The end of the financial year is a strategic point for SMEs to assess their tax exposure and ensure they’re operating as efficiently as possible. Proper year-end planning helps safeguard compliance, manage liabilities, and capitalise on reliefs provided under UK tax law.

Core Areas for Review

1. Capital Allowances

Evaluate capital expenditure to confirm you have fully utilised available reliefs such as the AIA and temporary full expensing (in place until 31 March 2026). Consider whether advancing planned asset purchases could enhance tax relief. If disposing of plant or machinery, assess whether delaying the sale until after year-end would better preserve your allowances.

2. Chargeable Gains Strategy

Assess any planned disposals of chargeable assets. A deferral may decrease tax exposure. Reliefs including holdover relief, rollover relief, and the Substantial Shareholdings Exemption can help defer or eliminate gains. Groups may also use elections to reallocate gains and losses for optimal tax efficiency.

3. Deductible Expenses

Review business and property-related expenses to ensure all qualifying costs are claimed. Landlords should check council tax, agent fees, and replacement of domestic items. Note that property purchase or sale legal fees are not deductible against rental income, though they may reduce future chargeable gains.

4. Cash Basis Considerations

For unincorporated businesses using cash basis, confirm that capital expenses meet the criteria for small traders. Residential landlords should ensure correct application of domestic item replacement relief.
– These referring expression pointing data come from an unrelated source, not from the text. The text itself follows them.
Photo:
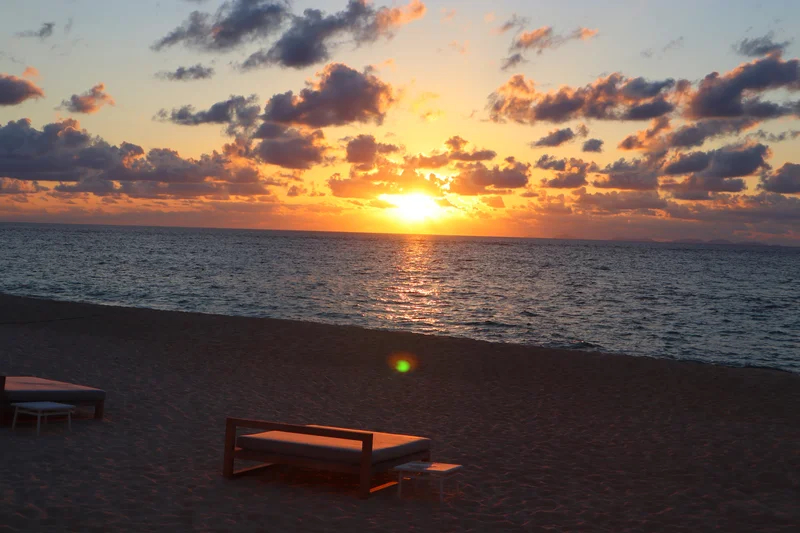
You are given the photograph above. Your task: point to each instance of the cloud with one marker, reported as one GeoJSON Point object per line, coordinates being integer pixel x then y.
{"type": "Point", "coordinates": [561, 136]}
{"type": "Point", "coordinates": [477, 179]}
{"type": "Point", "coordinates": [695, 135]}
{"type": "Point", "coordinates": [614, 97]}
{"type": "Point", "coordinates": [339, 96]}
{"type": "Point", "coordinates": [760, 46]}
{"type": "Point", "coordinates": [537, 40]}
{"type": "Point", "coordinates": [364, 151]}
{"type": "Point", "coordinates": [593, 145]}
{"type": "Point", "coordinates": [387, 178]}
{"type": "Point", "coordinates": [737, 93]}
{"type": "Point", "coordinates": [14, 186]}
{"type": "Point", "coordinates": [310, 36]}
{"type": "Point", "coordinates": [63, 152]}
{"type": "Point", "coordinates": [236, 22]}
{"type": "Point", "coordinates": [715, 171]}
{"type": "Point", "coordinates": [456, 152]}
{"type": "Point", "coordinates": [195, 72]}
{"type": "Point", "coordinates": [515, 22]}
{"type": "Point", "coordinates": [14, 91]}
{"type": "Point", "coordinates": [648, 139]}
{"type": "Point", "coordinates": [636, 175]}
{"type": "Point", "coordinates": [89, 102]}
{"type": "Point", "coordinates": [239, 113]}
{"type": "Point", "coordinates": [775, 137]}
{"type": "Point", "coordinates": [495, 202]}
{"type": "Point", "coordinates": [294, 148]}
{"type": "Point", "coordinates": [42, 33]}
{"type": "Point", "coordinates": [785, 180]}
{"type": "Point", "coordinates": [614, 202]}
{"type": "Point", "coordinates": [570, 173]}
{"type": "Point", "coordinates": [30, 72]}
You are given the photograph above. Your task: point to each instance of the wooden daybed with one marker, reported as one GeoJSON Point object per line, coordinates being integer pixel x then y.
{"type": "Point", "coordinates": [32, 389]}
{"type": "Point", "coordinates": [320, 447]}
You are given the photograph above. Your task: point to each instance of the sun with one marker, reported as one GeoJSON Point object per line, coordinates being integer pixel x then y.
{"type": "Point", "coordinates": [414, 207]}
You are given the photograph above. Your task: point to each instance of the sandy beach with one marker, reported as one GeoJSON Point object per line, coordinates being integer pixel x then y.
{"type": "Point", "coordinates": [551, 440]}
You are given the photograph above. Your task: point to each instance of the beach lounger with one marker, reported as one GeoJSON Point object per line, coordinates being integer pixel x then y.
{"type": "Point", "coordinates": [32, 389]}
{"type": "Point", "coordinates": [321, 447]}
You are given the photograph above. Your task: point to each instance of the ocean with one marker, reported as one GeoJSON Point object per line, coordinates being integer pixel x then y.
{"type": "Point", "coordinates": [733, 305]}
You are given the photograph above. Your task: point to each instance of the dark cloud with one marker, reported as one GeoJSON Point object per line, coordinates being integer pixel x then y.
{"type": "Point", "coordinates": [14, 90]}
{"type": "Point", "coordinates": [775, 137]}
{"type": "Point", "coordinates": [648, 139]}
{"type": "Point", "coordinates": [697, 187]}
{"type": "Point", "coordinates": [42, 33]}
{"type": "Point", "coordinates": [637, 175]}
{"type": "Point", "coordinates": [339, 96]}
{"type": "Point", "coordinates": [10, 186]}
{"type": "Point", "coordinates": [89, 102]}
{"type": "Point", "coordinates": [364, 150]}
{"type": "Point", "coordinates": [195, 72]}
{"type": "Point", "coordinates": [695, 135]}
{"type": "Point", "coordinates": [310, 36]}
{"type": "Point", "coordinates": [559, 137]}
{"type": "Point", "coordinates": [736, 93]}
{"type": "Point", "coordinates": [760, 46]}
{"type": "Point", "coordinates": [614, 97]}
{"type": "Point", "coordinates": [238, 113]}
{"type": "Point", "coordinates": [614, 202]}
{"type": "Point", "coordinates": [571, 173]}
{"type": "Point", "coordinates": [538, 41]}
{"type": "Point", "coordinates": [63, 152]}
{"type": "Point", "coordinates": [593, 145]}
{"type": "Point", "coordinates": [737, 161]}
{"type": "Point", "coordinates": [387, 179]}
{"type": "Point", "coordinates": [785, 180]}
{"type": "Point", "coordinates": [476, 178]}
{"type": "Point", "coordinates": [688, 163]}
{"type": "Point", "coordinates": [294, 149]}
{"type": "Point", "coordinates": [235, 23]}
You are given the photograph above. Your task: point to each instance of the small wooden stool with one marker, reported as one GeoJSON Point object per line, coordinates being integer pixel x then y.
{"type": "Point", "coordinates": [42, 409]}
{"type": "Point", "coordinates": [432, 471]}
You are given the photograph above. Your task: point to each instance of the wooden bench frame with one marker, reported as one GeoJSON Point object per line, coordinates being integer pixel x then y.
{"type": "Point", "coordinates": [365, 469]}
{"type": "Point", "coordinates": [6, 409]}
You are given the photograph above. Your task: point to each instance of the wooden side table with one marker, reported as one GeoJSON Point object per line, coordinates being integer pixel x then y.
{"type": "Point", "coordinates": [42, 409]}
{"type": "Point", "coordinates": [433, 471]}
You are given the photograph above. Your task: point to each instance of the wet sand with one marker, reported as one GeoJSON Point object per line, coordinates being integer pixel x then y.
{"type": "Point", "coordinates": [551, 440]}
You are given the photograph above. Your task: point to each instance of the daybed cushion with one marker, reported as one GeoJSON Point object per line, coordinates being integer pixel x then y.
{"type": "Point", "coordinates": [32, 389]}
{"type": "Point", "coordinates": [385, 446]}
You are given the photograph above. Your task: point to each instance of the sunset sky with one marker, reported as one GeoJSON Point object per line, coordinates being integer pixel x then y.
{"type": "Point", "coordinates": [616, 119]}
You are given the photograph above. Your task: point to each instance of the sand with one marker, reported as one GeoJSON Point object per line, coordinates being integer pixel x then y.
{"type": "Point", "coordinates": [551, 440]}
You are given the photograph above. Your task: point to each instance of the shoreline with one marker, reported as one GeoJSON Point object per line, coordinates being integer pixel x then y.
{"type": "Point", "coordinates": [534, 347]}
{"type": "Point", "coordinates": [549, 439]}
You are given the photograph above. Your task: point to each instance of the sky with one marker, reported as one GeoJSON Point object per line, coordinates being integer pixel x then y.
{"type": "Point", "coordinates": [582, 119]}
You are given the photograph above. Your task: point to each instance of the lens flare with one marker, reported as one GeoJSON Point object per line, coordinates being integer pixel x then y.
{"type": "Point", "coordinates": [402, 362]}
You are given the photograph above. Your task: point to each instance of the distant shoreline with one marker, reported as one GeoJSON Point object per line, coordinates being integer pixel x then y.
{"type": "Point", "coordinates": [562, 238]}
{"type": "Point", "coordinates": [533, 347]}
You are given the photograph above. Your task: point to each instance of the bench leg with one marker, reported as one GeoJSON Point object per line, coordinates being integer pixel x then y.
{"type": "Point", "coordinates": [365, 482]}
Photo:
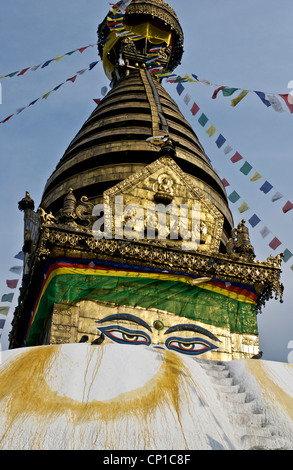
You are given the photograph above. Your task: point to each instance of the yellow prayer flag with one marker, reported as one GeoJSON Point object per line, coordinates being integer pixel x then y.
{"type": "Point", "coordinates": [211, 130]}
{"type": "Point", "coordinates": [244, 207]}
{"type": "Point", "coordinates": [60, 57]}
{"type": "Point", "coordinates": [189, 79]}
{"type": "Point", "coordinates": [45, 96]}
{"type": "Point", "coordinates": [255, 177]}
{"type": "Point", "coordinates": [240, 97]}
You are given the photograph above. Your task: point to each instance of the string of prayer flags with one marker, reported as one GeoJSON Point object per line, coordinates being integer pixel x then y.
{"type": "Point", "coordinates": [46, 95]}
{"type": "Point", "coordinates": [21, 72]}
{"type": "Point", "coordinates": [11, 284]}
{"type": "Point", "coordinates": [221, 142]}
{"type": "Point", "coordinates": [268, 99]}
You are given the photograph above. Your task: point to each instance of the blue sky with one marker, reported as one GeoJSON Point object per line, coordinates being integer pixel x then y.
{"type": "Point", "coordinates": [246, 45]}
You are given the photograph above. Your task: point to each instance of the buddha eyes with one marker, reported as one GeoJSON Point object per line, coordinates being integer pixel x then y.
{"type": "Point", "coordinates": [191, 346]}
{"type": "Point", "coordinates": [126, 336]}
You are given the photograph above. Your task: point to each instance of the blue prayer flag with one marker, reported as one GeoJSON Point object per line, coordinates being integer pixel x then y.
{"type": "Point", "coordinates": [254, 220]}
{"type": "Point", "coordinates": [220, 141]}
{"type": "Point", "coordinates": [266, 187]}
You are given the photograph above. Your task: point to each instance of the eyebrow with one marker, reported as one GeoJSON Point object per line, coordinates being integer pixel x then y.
{"type": "Point", "coordinates": [197, 329]}
{"type": "Point", "coordinates": [125, 316]}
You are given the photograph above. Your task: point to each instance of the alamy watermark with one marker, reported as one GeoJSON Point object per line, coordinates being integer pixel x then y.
{"type": "Point", "coordinates": [156, 221]}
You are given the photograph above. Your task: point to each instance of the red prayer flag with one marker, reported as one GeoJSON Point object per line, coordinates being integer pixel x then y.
{"type": "Point", "coordinates": [82, 49]}
{"type": "Point", "coordinates": [72, 79]}
{"type": "Point", "coordinates": [275, 243]}
{"type": "Point", "coordinates": [287, 207]}
{"type": "Point", "coordinates": [12, 283]}
{"type": "Point", "coordinates": [7, 119]}
{"type": "Point", "coordinates": [236, 158]}
{"type": "Point", "coordinates": [194, 109]}
{"type": "Point", "coordinates": [225, 182]}
{"type": "Point", "coordinates": [23, 71]}
{"type": "Point", "coordinates": [217, 91]}
{"type": "Point", "coordinates": [288, 101]}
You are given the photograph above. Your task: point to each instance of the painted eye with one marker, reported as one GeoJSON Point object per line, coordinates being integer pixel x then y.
{"type": "Point", "coordinates": [125, 336]}
{"type": "Point", "coordinates": [191, 346]}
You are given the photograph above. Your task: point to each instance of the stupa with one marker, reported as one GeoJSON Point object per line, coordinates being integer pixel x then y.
{"type": "Point", "coordinates": [133, 245]}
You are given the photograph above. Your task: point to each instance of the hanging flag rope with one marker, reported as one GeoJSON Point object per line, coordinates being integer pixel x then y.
{"type": "Point", "coordinates": [42, 65]}
{"type": "Point", "coordinates": [221, 142]}
{"type": "Point", "coordinates": [234, 197]}
{"type": "Point", "coordinates": [276, 101]}
{"type": "Point", "coordinates": [46, 95]}
{"type": "Point", "coordinates": [8, 297]}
Practical Planning Measures

Conduct a full records review to ensure transactions are correctly classified, and plan the timing of high-value purchases or disposals. Professional advice is strongly recommended to ensure full compliance and to identify tax-saving opportunities.

Conclusion

Year-end tax checks are a vital component of financial management for SMEs. By reviewing capital allowances, chargeable gains, and deductible expenses, businesses can minimise tax liabilities and position themselves more strongly for the upcoming financial period.